OpenTelemetry Metrics and Kubernetes Challenges

Romain Manni-Bucau

08/14/2024

JSON .NET Kubernetes OpenTelemetry Kubernetes

We deploy almost all our application within Kubernetes today but the ecosystem is not always mature. Let take OpenTelemetry metrics example within this post.

Observability need

Kubernetes solves most of the resource scheduling and deployment issues we can face but it also means the applications must be more resilient and monitored than on premise or a fully manual and static installation - but keep in mind the win is still way more than what you loose in general.

In such a context, it is crucial to ensure Kubernetes and your application can communicate in terms of state (is the application up and able to serve requests for example).

It is also key to know what the application is doing and be able to check it or when it turned bad, check what happent.

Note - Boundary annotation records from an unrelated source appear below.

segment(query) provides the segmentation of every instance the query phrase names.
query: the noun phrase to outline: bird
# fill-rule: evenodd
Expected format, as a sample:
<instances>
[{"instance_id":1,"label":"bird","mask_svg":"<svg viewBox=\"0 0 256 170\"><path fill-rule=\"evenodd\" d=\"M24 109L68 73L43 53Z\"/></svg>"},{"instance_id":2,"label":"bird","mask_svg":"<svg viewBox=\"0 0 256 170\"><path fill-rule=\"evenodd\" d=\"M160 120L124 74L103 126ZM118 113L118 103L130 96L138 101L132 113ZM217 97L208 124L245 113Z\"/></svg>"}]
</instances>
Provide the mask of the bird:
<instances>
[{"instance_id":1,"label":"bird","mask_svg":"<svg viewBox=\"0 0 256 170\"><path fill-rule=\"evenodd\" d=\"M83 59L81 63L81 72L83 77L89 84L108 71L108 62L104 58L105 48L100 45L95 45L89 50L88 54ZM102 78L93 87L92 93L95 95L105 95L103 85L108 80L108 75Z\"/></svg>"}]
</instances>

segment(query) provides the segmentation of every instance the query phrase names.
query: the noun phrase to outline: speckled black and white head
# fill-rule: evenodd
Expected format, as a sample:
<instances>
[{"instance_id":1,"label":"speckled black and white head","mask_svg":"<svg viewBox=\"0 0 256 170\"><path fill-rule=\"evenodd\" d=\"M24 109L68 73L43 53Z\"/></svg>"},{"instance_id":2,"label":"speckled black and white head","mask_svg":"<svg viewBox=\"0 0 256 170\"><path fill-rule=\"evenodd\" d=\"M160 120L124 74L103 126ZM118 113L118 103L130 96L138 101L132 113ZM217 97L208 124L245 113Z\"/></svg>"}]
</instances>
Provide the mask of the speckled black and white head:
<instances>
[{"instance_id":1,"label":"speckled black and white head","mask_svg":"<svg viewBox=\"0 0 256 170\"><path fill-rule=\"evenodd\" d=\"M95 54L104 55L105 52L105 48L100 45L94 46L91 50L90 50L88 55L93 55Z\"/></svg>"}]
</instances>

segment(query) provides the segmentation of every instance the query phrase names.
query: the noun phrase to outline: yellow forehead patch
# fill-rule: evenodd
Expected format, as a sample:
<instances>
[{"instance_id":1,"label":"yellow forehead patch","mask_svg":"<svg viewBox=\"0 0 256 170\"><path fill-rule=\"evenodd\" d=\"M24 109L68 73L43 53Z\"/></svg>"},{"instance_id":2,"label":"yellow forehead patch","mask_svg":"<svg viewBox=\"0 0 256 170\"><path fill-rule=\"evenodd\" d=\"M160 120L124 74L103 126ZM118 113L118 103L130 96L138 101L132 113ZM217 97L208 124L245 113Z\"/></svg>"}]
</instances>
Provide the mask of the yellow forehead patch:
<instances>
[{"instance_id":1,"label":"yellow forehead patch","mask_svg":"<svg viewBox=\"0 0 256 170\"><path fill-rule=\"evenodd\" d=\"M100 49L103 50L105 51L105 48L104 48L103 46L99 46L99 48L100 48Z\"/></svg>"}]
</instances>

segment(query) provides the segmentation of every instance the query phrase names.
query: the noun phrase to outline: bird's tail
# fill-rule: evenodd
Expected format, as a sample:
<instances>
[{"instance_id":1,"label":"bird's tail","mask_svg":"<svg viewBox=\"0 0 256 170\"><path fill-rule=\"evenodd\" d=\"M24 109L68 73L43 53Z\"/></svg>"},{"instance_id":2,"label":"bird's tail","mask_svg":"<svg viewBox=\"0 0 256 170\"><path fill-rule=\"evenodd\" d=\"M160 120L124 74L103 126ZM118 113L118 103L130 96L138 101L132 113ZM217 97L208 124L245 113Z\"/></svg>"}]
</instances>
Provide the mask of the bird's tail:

The solution to these points is to have a good monitoringobservability stack.

What is called observability is mainly composed of three pillars:

The logs: the application logs should be configured at the right level and aggregated properly for a simple and efficient search,
The metrics: often converted in time series, it gives the figures of the application usage (number of request per second, CPU usage, ...),
The traces: we often called it "transactions" before Zipkin time, it is the chain of calls related to a single trigger (often an end user action). A typical example is that the user calls the /contract/find endpoint which calls the admin service which calls the security service which calls the database before call the contract service for example.

Tip

this post is not about how to set up the stack but keep in mind getting data is not being able to use it, the data design and tagging (which pod, which component, ...) is a crucial topic.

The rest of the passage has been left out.